La adolescencia larga del poeta
Todas las tardes, entre mayo y agosto de 1935, solía caer sobre Valencia una lluvia menuda, que se desvanecía al posarse sobre la ropa de los caminantes. Don Luis Osorio, el principal barbero de la ciudad, afirmaba que aquel vapor fastidioso era un polen de orquídeas amazónicas arrojado por los aviones colombianos para adormecer el entendimiento de la gente y preparar la invasión a Venezuela. Enrique Acevedo, el sastre, que tenía fama de hombre sensato, coincidía con el barbero en que la lluvia era de atontamiento, pero la atribuía a un ardid de Santos Matute Gómez, presidente del Estado, a quien las riendas del poder se le caían de las manos.
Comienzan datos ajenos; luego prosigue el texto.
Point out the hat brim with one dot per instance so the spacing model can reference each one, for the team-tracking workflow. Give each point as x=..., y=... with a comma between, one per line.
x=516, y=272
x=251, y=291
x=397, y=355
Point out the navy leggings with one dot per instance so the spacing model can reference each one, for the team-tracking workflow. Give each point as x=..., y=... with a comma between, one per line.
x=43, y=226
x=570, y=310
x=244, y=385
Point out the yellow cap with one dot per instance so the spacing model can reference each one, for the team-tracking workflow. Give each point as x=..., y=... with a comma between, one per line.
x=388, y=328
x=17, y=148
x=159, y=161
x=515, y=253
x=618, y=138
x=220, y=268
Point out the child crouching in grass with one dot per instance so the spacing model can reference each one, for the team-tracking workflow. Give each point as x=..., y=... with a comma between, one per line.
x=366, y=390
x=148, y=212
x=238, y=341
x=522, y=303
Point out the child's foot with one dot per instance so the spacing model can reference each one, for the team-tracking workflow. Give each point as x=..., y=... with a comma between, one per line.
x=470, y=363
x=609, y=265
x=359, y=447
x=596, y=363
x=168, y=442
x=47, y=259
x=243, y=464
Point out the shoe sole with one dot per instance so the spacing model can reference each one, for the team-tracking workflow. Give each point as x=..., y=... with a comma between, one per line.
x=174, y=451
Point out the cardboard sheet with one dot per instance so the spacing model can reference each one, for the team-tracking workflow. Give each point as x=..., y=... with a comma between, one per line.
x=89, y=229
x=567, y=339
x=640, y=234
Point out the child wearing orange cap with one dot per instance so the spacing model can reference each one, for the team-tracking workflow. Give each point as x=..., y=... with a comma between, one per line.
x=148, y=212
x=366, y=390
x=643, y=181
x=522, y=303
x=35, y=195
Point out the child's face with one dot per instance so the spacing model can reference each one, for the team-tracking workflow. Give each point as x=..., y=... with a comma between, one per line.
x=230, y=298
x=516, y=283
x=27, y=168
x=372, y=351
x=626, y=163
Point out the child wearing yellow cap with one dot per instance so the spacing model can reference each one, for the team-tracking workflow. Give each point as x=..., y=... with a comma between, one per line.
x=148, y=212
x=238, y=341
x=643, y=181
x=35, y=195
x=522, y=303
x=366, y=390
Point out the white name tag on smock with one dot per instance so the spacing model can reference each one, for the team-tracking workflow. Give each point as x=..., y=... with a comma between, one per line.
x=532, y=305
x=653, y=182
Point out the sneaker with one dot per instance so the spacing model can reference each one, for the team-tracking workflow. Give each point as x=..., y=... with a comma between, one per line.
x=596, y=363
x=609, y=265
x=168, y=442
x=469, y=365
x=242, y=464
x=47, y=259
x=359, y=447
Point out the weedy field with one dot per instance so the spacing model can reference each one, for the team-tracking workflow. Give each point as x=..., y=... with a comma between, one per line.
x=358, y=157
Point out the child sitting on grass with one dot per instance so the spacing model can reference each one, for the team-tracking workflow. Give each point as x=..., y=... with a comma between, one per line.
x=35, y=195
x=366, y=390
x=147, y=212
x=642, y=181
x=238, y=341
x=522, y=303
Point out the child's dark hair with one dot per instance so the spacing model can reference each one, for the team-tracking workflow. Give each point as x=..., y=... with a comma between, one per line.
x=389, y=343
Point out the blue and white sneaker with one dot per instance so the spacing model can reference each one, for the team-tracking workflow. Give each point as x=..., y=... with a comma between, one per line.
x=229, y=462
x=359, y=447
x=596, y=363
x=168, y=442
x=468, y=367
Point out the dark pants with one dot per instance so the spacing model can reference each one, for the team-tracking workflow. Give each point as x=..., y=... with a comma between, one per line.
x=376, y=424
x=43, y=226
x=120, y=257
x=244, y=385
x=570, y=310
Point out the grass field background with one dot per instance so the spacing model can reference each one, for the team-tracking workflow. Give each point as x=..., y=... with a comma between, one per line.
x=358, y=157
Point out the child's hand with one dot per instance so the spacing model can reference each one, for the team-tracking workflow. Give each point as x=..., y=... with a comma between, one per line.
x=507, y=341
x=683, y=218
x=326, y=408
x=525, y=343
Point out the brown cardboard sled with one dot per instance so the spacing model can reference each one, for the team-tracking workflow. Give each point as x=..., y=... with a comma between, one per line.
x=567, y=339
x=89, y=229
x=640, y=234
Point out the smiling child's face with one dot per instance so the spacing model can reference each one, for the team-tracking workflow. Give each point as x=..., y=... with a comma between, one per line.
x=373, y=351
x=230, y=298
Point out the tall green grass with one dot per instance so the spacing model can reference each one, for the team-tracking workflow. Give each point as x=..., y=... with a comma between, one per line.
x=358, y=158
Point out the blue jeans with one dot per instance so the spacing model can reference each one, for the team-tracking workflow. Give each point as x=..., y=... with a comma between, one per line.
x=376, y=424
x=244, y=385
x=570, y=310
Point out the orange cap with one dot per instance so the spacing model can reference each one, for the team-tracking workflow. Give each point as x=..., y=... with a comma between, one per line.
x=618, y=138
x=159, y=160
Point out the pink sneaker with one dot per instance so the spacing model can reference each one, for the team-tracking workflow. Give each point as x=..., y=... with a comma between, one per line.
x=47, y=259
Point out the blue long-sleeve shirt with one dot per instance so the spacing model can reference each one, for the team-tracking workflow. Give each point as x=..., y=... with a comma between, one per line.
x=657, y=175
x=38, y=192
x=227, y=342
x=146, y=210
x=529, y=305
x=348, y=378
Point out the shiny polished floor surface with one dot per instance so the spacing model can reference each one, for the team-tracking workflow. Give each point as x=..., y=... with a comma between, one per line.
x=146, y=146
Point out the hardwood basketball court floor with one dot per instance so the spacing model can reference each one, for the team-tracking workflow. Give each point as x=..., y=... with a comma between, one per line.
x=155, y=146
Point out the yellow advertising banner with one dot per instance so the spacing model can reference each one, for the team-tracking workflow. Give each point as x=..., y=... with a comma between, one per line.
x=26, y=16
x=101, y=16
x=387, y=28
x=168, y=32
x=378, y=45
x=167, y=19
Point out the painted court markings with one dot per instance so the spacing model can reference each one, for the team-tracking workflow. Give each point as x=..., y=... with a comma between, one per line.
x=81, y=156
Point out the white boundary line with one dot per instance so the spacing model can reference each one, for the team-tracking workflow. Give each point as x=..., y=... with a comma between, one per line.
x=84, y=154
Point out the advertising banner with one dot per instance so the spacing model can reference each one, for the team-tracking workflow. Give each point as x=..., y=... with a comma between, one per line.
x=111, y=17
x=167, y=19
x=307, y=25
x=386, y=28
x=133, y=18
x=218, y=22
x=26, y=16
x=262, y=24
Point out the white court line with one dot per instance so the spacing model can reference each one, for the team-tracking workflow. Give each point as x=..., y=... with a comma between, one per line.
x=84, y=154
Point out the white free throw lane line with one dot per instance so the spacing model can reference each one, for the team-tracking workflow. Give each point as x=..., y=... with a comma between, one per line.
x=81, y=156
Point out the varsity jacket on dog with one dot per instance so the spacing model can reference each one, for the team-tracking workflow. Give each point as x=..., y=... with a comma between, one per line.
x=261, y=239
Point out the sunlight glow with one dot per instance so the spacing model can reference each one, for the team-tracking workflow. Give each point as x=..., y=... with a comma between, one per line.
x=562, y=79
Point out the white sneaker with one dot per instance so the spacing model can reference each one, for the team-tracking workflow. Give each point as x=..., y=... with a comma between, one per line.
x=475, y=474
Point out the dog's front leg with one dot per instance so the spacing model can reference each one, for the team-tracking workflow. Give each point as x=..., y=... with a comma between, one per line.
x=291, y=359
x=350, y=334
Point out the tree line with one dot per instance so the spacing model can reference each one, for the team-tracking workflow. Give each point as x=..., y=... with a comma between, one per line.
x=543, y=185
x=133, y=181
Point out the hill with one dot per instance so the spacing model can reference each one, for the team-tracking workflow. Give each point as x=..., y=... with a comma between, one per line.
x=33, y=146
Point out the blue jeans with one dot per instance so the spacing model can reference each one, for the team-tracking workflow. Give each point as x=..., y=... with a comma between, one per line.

—Es un agua de olvido —decía el sastre—. Don Santos no quiere que este viernes, cuando se lleve el premio mayor de la lotería, nos acordemos de que también lo ha ganado el viernes anterior.
Sólo Vicente Gerbasi sabía que la lluvia caía para anunciar el fin de su adolescencia. Ya el cuerpo se le negaba a seguir cambiando: el 2 de junio, al cumplir 22 años, Vicente descubrió ante el espejo, en el cuarto de pensión, que su mirada seguía perdida —como de costumbre—, el mentón breve, el pelo revuelto y volador. Una lenta tristeza se le apoyó sobre la nuca y descendió hasta la garganta. Luego, la tristeza se apartó de su cuerpo y empezó a caminar por las calles de la ciudad solitaria, esquivando la vigilancia de los chácharos y la embestida suntuosa de los automóviles oficiales. Vicente enrolló el colchón, lo cargó al hombro, y sin despedirse de nadie atravesó la plaza Bolívar. Eran las seis de la tarde cuando entró en el taller del pintor Leopoldo Lamadriz. Tumbó el colchón en el piso y aguardó a que Leopoldo retocara el azul de una naturaleza muerta.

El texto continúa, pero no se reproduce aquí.